Basics of Kafka
Basics of Kafka
This beginner’s Kafka tutorial will help you learn Kafka, its benefits, and use cases, and how to get started from the ground up. It
includes a look at Kafka architecture, core concepts, and the connector ecosystem.
Introduction
Apache Kafka is an event streaming platform used to collect, process, store, and integrate data at scale. It has numerous use
cases including distributed streaming, stream processing, data integration, and pub/sub messaging.
In order to make complete sense of what Kafka does, we'll delve into what an event streaming platform is and how it works. So
before delving into Kafka architecture or its core components, let's discuss what an event is. This will help explain how Kafka
stores events, how to get events in and out of the system, and how to analyze event streams.
What Is an Event?
In other words, an event is a combination of notification—the element of when-ness that can be used to trigger some other
activity—and state. That state is usually fairly small, say less than a megabyte or so, and is normally represented in some
structured format, say in JSON or an object serialized with Apache Avro™ or Protocol Buffers.

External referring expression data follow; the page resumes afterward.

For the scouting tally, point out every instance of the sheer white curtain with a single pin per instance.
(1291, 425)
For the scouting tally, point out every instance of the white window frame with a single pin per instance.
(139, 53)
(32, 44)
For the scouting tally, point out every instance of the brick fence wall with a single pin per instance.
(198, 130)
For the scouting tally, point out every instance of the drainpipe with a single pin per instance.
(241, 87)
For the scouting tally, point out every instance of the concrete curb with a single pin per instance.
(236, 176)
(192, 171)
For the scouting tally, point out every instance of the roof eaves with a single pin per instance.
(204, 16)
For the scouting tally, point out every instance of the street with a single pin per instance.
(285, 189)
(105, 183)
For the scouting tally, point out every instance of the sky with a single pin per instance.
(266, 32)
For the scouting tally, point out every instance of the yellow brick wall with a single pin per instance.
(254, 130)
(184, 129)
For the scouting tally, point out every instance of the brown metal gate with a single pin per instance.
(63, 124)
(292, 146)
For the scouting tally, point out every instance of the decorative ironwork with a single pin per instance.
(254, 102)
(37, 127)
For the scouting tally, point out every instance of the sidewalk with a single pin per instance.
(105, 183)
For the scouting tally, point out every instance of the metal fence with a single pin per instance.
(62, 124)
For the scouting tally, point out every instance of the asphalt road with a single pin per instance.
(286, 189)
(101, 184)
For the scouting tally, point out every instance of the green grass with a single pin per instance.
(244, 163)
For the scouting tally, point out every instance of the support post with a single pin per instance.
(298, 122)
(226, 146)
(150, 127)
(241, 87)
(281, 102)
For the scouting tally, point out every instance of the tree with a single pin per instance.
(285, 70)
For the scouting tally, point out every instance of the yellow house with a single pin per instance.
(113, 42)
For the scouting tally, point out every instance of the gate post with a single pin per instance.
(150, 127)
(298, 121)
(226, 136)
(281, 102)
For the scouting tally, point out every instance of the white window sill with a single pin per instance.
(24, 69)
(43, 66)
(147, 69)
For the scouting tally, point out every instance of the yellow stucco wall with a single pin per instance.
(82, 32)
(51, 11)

Kafka and Events – Key/Value Pairs
Kafka is based on the abstraction of a distributed commit log. By splitting a log into partitions, Kafka is able to scale-out systems.
As such, Kafka models events as key/value pairs. Internally, keys and values are just sequences of bytes, but externally in your
programming language of choice, they are often structured objects represented in your language’s type system. Kafka famously
calls the translation between language types and internal bytes serialization and deserialization. The serialized format is usually
JSON, JSON Schema, Avro, or Protobuf.
Values are typically the serialized representation of an application domain object or some form of raw message input, like the
output of a sensor.
Keys can also be complex domain objects but are often primitive types like strings or integers. The key part of a Kafka event is
not necessarily a unique identifier for the event, like the primary key of a row in a relational database would be. It is more likely
the identifier of some entity in the system, like a user, order, or a particular connected device.
This may not sound so significant now, but we’ll see later on that keys are crucial for how Kafka deals with things like
parallelization and data locality.
Kafka is used by over 100,000 organizations across the world and is backed by a thriving community of professional developers,
who are constantly advancing the state of the art in stream processing together. Due to Kafka's high throughput, fault tolerance,
resilience, and scalability, there are numerous use cases across almost every industry - from banking and fraud detection, to
transportation and IoT. We typically see Kafka used for purposes like those below.
Data Integration
Kafka can connect to nearly any other data source in traditional enterprise information systems, modern databases, or in the
cloud. It forms an efficient point of integration with built-in data connectors, without hiding logic or routing inside brittle,
centralized infrastructure.
Kafka is often used for monitoring operational data. This involves aggregating statistics from distributed applications to produce
centralized feeds with real-time metrics.
Log Aggregation
A modern system is typically a distributed system, and logging data must be centralized from the various components of the
system to one place. Kafka often serves as a single source of truth by centralizing data across all sources, regardless of form or
volume.
Stream Processing
➡ Learn more: Kafka Streams and ksqlDB free courses
Performing real-time computations on event streams is a core competency of Kafka. From real-time data processing to dataflow
programming, Kafka ingests, stores, and processes streams of data as it's being generated, at any scale.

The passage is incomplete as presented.